Kecuali dirinya yang baru saja datang, bermata tidak sendu juga tidak riang, hambar, berbibir tidak merah, namun sedikit kehitam-hitaman, pakaiannya hendak kau kata berantakan, namun sebenarnya ia tak terlalu berantakan, lebih rapi dari gelandangan yang setiap harinya melangkah hilir-mudik di sisi aspal depan warungmu. Sebenarnya siapa yang hendak kau katakan? Gelandangan bukan! Pengemis? Ia tak mendongakkan tangan memohon receh kepada orang-orang bertas mahal, pengamen? Tidak ada suara sumbang dan petikan gitar reotnya, lebih tepatnya ia adalah seorang laki-laki pembawa senyum di sepanjang perjalanan, pengantong umpatan di jalan-jalan kenangan, pengepul rindu pada ingatan yang layu, penggendong lelah yang tidak pernah dipahami, juga pengusir penat dari kata yang tidak akan pernah disadari.

              “Dia adalah orang yang amat cerdas! Sewaktu di bangku sekolah, dia mendapatkan peringkat satu terus menerus, tidak ada seorang siswa yang mampu menggeser kursi juaranya di kelas.” Kata tetanggamu.

              Hari itu ia tidak mengambil minuman, tangannya mencomot tiga buah mendoan, membawanya pergi, tak hirau hujan berjatuhan di kepalanya, meluncur ke bawah, meresap ke pori-pori kainnya, mencium tubuh dalamnya, dingin, seharusnya ia menggigil. Namun tidak sama sekali! Barangkali tidak ada kamus gigil dalam kehidupannya, meskipun ia hanya memakai celana cekak dan kaos pendek, ia tetap melaju seperti biasanya, tegak, melangkah tanpa beban, menjejak kerikil tanpa menahan sakit di telapak kakinya. Ia memakan mendoan berlauk hujan yang turun dari langit.
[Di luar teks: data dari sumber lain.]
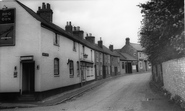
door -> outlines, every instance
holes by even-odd
[[[22,62],[22,93],[30,94],[35,91],[35,63]]]
[[[118,74],[118,68],[117,67],[114,67],[114,73],[115,73],[115,75]]]

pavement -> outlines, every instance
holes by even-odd
[[[101,84],[105,83],[106,81],[117,78],[120,76],[125,76],[124,74],[108,77],[106,79],[93,81],[92,83],[89,83],[87,85],[84,85],[80,88],[76,88],[61,94],[53,95],[51,97],[48,97],[42,101],[32,101],[32,102],[13,102],[13,103],[1,103],[0,102],[0,109],[13,109],[13,108],[30,108],[30,107],[39,107],[39,106],[53,106],[60,103],[63,103],[67,100],[72,99],[75,96],[81,95],[85,93],[86,91],[89,91],[97,86],[100,86]]]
              “Memang seluruh keluarganya selalu begitu, mengambil jajanan di pasar atau di toko-toko pinggiran jalanan, sembarangan, tidak izin, namun ia tidak bisa dikatakan sebagai pencuri,” lagi kata seorang tetangga yag mampir ke warungmu, membeli lilin sebab instalasi listrik di rumahnya padam.         

              “Apa mencuri sudah menjadi tabiatnya?” kau terlihat geram. “Apa tidak bisa mencari kerja? Apa tidak bisa digunakan otaknya untuk melakukan hal yang lebih berguna dari pada menganggur seperti itu?”

              “Sudah aku jelaskan, ia bukanlah seorang pencuri!”

              “Lalu mengapa dia seperti itu? Ah, lebih tepatnya mengapa seluruh keluarganya seperi itu?”

              “Dia terkena kutukan!”

              “Kutukan?”

Angin berembus dengan kencang. Kau penasaran, namun tetanggamu buru-buru pamit pulang. Anaknya menangis di rumah. Sebuah alasan yang tidak kau harapkan.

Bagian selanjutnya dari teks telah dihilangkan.